Let me know how that goes, cuz I wanna do the same.
VisEtVirtus
05-28-04, 11:39 PM
Ok, will do. Hopefully I will get my lazy butt over to home depot to buy some stuff this weekend.
VisEtVirtus
05-28-04, 11:44 PM
Wait, is there a specific place I should put the piercing valve? I thought I read somewhere that I had to put it on a specific spot before I started releasing some of the refrigerant.
To find the perfect spot for the A/C unit I just need to wait for the temps to drop their lowest, and then release the refrigerant a little bit at a time until the temps stop dropping, correct?
Lotec25
05-29-04, 10:43 AM
the valve does need to be on the right line. It needs to be on the low side. When it gets to the lowest temp possible then you release some of the freon see if it gets colder then a little more so on so forth. When the temps dont go no lower after takeing some freon out it is good. Something else you can try is piniching the cap tube.
Lotec25
Freeze it!
VisEtVirtus
05-29-04, 02:01 PM
Low side??? :confused:
gouda96
05-29-04, 02:39 PM
Gary told me to put it on the suction line...not sure where that is though :D
He said to release a little, wait 15 minutes and see the affect, and continue repeating this until the temps stop decreasing. You also want to do that on the max heat load it will be under.
Is the suction line the part that gets covered in ice, or is that the high side?

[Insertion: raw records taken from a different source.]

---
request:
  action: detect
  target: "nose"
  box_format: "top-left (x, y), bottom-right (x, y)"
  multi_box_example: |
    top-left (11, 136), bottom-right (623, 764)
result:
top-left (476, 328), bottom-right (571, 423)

The suction line is the line between the evaporator (the thing that gets cold) and the compressor. Usually this line will be cold if not have ice on it. Make sure you do tweak the charge while the system is under your max load, I say this because you can achieve incredibly lower temps with very little refrigerant in the system but as soon as you put a load on it your temps will sky rocket, so tweaking the unit without a load will only make thing worse. Oh and the reason it is called low side/high side is because the pressure inside the system. The evap,accumulator, and the return line are considered the low side and the condensor(the thing that gets warm), liquid line, drier, and cap tube are considered the high side. I would not recommend place a peircing valve on the high side because after time it will probably leak. One more thing to note, by placing the valve on the low side, most these systems run in vacumm on the low side so if you open the valve while the compressor is on it will probably suck in air, wich is a bad bad thing in these systems. You should turn the compressor off and give it a few minutes for the pressure to equilize inside so then you can let some of it out, instead of it sucking in.
VisEtVirtus
05-30-04, 01:00 PM
Thanks for clearing that up, and I didn't know about the max load part. Guess I will have to wait until I get everything setup to use the piercing valve.